Jesse L. Goodman, M.D., M.P.H.

The most serious impacts of this pandemic are severe illness, hospitalization, stress on health systems, and all those consequences for patients and their families. To address that, we really need to focus first on vaccinating the unvaccinated, both here in the U.S. and globally. Booster shots may help protect some people, particularly our most vulnerable individuals, but are far less likely to impact the overall curve of the pandemic.

Dorry Segev, M.D. Ph.D.

The only way to really deal with this virus is for every single person to be vaccinated effectively against the virus.

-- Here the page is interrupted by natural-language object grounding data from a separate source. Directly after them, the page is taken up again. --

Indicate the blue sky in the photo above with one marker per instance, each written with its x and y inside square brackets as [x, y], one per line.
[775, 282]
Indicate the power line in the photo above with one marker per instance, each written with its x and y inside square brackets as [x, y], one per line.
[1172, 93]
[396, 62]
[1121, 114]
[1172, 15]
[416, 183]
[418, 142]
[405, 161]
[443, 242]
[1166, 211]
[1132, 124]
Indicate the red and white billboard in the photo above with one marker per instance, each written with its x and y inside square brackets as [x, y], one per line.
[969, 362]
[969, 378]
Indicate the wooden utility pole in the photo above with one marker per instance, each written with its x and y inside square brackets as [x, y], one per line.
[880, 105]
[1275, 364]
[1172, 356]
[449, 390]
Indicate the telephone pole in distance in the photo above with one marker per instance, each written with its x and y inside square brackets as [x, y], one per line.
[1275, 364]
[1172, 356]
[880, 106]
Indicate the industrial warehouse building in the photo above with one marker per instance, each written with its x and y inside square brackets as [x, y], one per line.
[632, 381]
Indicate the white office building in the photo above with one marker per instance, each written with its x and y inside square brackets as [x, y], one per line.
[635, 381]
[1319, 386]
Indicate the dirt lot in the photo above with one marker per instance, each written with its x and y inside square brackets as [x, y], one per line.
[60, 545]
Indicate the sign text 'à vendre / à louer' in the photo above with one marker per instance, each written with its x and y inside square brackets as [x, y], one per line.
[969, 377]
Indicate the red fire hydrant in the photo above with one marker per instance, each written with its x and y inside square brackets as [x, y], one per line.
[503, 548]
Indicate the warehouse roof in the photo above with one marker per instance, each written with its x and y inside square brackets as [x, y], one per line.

Vaccinating effectively means boosters for people whose vaccine immunity has decreased, and it means first vaccinations all across the world. Balancing these is challenging but it’s important for us to focus on getting both of these goals accomplished.

Ali Ellebedy, Ph.D.

The virus flourishes in communities where vaccination rates are very low—that is where variants emerge.

Beth Kirkpatrick, M.D.

Worldwide equity in vaccine access is arguably the most important challenge we are facing in this pandemic. In addition to the enormous humanitarian issues in regions without vaccine access, the lack of vaccinations will permit the emergence of other new variants and will impede the global control of this pandemic. This makes booster shots in the United States a very challenging decision.  We must protect our own citizens, and at the same time show a similarly aggressive and steadfast commitment to get these vaccines to all populations throughout the globe.